Tuesday, November 15, 2022

How long does it take to write one?

 When Lydia Davis’s Collected Stories came out 15 years ago, readers usually said something like this: The book makes you think about what a short story is.

Some of her stories were remarkably short.

I like short shorts. They were popular in the 1930s, when some magazine offered readers a short story that would fit on one page. The short short’s descendants have been known by other terms, including flash fiction and sudden fiction. The terms are still evolving.

Some of the thinking about the form of short shorts is interesting. But I think there might be a simple explanation.

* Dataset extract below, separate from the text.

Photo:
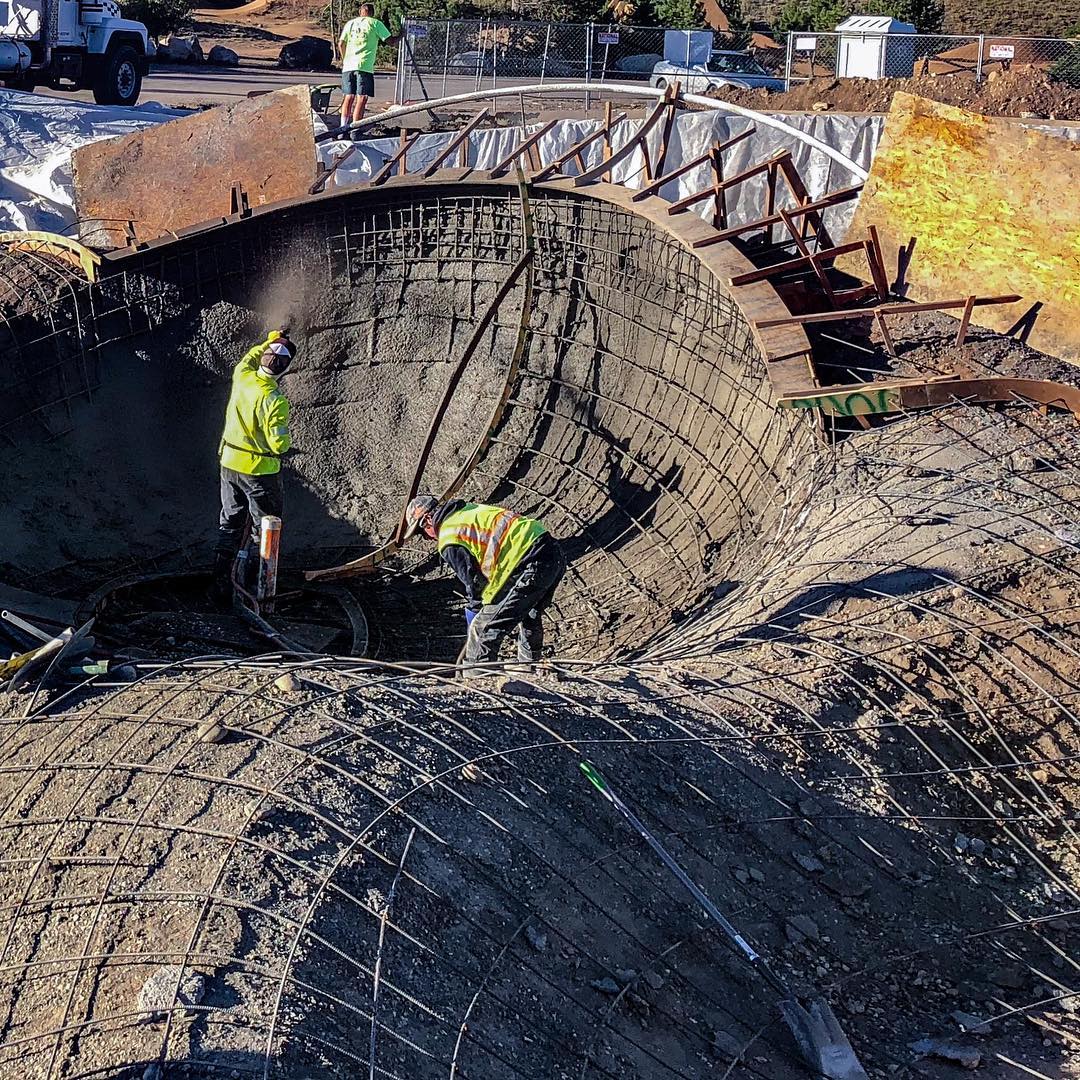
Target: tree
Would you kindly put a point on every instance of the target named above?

Some writers do their best work when they can work through a draft in a single sitting. In earlier times, a Chekhov or a Tolstoy might have had all day — and perhaps all day for several days. Today’s writers seem to be living, and thus working, at a faster pace.

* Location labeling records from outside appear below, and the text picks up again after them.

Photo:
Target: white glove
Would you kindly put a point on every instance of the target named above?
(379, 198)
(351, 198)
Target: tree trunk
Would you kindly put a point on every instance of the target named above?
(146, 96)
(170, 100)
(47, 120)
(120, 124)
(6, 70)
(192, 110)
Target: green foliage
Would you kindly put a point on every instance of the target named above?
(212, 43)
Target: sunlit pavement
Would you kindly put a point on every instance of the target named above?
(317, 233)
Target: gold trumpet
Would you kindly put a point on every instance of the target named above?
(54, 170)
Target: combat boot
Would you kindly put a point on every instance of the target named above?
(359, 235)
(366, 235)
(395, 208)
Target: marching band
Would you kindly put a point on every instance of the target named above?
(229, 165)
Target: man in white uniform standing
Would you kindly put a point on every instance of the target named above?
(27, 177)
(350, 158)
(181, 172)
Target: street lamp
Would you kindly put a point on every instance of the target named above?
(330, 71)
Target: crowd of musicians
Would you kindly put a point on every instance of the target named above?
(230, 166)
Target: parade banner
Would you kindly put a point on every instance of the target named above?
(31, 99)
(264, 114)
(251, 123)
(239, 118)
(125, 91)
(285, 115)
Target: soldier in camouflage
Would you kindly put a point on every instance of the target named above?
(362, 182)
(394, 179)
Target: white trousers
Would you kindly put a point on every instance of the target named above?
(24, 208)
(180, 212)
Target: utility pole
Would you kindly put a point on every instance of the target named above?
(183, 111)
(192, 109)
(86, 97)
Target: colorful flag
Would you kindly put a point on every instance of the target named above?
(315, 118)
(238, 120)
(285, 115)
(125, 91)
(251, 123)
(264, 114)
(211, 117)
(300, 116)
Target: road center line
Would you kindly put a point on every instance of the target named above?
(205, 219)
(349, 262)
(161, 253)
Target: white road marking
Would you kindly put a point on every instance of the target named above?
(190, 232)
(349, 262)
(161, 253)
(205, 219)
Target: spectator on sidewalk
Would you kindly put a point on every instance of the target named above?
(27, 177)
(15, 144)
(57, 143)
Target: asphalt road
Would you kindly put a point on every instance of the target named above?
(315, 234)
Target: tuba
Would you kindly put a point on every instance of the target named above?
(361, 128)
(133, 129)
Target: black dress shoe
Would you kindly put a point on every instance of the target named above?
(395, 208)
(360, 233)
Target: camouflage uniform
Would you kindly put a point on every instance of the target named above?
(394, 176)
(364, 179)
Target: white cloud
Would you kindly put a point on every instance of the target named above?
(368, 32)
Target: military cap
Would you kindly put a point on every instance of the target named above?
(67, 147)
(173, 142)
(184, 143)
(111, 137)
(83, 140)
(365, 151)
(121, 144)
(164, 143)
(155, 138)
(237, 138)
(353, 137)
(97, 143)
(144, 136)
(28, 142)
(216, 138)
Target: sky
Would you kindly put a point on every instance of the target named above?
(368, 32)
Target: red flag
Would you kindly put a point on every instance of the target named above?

For example, Claudia Smith:

I found that I did my best work when I could write through a piece from beginning to end with­out much inter­rup­tion, and for a flash piece, that usu­al­ly was about a half hour. I’m not say­ing the piece would be fin­ished, just that I would have a draft done. 

Perhaps a lot of the theory about compressed form might be explained by the compressed time that a writer can give to a draft at any one sitting.

I imagine that most readers, like most writers, are living a faster pace. I’m one of those who appreciate the shorter stories.